Ils placèrent de la paille autour du cercueil, et la camionnette s'éloigna.
Là dormait la vieille dame tranquille, qui n'était pas sortie de chez elle une seule fois depuis un an.
La camionnette sortit par la porte de la ville aussi vivement que si elle partait pour une agréable excursion.
Sur la grand-route, l'allure fut encore plus rapide.
Le cocher regardait nerveusement autour de lui de temps en temps – je suppose qu'il s'attendait à moitié à la voir assise sur le cercueil, dans sa robe de chambre en satin jaune.
Et parce qu'il était effrayé, il fouetta bêtement ses chevaux, tout en tenant les rênes si serrées que les pauvres bêtes écumaient : elles étaient jeunes et fougueuses.
Un lièvre traversa la route en sautant et les effraya, et elles s'emballèrent complètement.
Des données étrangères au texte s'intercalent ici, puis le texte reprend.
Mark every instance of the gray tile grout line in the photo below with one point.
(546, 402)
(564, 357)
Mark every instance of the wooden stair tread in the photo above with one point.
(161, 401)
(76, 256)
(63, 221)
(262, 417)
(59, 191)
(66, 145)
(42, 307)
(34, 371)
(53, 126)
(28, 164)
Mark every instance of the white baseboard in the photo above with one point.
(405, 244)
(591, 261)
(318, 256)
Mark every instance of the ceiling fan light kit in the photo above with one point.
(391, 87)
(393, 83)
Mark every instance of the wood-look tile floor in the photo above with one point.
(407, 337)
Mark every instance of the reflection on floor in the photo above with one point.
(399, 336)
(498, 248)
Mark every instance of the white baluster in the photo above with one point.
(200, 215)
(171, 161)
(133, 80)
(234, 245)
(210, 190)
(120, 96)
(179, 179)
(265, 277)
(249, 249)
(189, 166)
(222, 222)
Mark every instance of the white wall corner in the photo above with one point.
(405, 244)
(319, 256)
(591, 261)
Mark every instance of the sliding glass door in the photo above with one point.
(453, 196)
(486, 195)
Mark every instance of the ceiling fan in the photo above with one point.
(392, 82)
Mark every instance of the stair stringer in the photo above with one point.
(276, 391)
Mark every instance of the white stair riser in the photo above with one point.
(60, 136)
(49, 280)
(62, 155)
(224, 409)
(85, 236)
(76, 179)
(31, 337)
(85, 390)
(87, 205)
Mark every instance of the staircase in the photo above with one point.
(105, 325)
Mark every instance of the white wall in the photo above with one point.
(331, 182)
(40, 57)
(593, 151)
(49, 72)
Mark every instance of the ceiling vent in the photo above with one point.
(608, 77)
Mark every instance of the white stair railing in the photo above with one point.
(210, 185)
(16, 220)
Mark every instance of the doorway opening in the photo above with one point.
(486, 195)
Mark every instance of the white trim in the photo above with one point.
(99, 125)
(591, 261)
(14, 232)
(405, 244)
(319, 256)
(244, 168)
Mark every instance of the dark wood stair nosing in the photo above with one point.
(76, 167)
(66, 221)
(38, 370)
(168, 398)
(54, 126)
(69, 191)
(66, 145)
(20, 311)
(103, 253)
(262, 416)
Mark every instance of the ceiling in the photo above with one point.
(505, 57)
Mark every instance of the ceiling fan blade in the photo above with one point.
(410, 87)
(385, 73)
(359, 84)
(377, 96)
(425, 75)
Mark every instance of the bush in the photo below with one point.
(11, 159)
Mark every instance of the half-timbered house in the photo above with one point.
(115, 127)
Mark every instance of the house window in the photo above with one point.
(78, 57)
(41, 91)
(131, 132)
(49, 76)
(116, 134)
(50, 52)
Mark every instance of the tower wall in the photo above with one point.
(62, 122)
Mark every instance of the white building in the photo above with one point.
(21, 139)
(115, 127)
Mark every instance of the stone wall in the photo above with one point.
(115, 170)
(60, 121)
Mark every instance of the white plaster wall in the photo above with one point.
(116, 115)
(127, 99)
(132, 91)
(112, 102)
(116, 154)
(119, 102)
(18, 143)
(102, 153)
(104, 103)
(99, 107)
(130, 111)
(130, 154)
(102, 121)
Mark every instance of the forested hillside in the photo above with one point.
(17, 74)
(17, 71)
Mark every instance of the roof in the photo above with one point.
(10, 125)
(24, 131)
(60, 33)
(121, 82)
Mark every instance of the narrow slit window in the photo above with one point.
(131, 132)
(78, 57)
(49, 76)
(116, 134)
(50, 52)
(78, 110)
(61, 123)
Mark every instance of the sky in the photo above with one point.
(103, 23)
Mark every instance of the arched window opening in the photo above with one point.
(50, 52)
La vieille demoiselle posée, qui pendant des années et des années avait tranquillement tourné en rond dans un cercle monotone, était maintenant, dans la mort, secouée par monts et par vaux sur la voie publique.
Le cercueil, dans son enveloppe de paille, tomba de la camionnette et fut abandonné sur la grand-route, tandis que chevaux, cocher et voiture s'envolaient dans une course folle.
L'alouette s'éleva en chantant du champ, gazouillant sa chanson matinale au-dessus du cercueil, et bientôt se percha dessus, picorant avec son bec la couverture de paille, comme si elle voulait la déchirer.
L'alouette s'éleva de nouveau, chantant joyeusement, et je me retirai derrière les nuages rouges du matin.
« JE vais te donner une image de Pompéi », dit la Lune.
« J'étais dans la banlieue, dans la Rue des Tombeaux, comme on l'appelle, où se dressent les beaux monuments, à l'endroit où, il y a des siècles, les joyeux jeunes gens, les tempes ceintes de couronnes de roses, dansaient avec les belles sœurs de Laïs. »
Maintenant, le silence de la mort régnait alentour.
Des mercenaires allemands, au service de Naples, montaient la garde, jouaient aux cartes et aux dés ; et une troupe d'étrangers venus d'au-delà des montagnes entra dans la ville, accompagnée d'une sentinelle.
Ils voulaient voir la cité ressuscitée de sa tombe, illuminée par mes rayons ; et je leur montrai les ornières des roues dans les rues pavées de larges dalles de lave.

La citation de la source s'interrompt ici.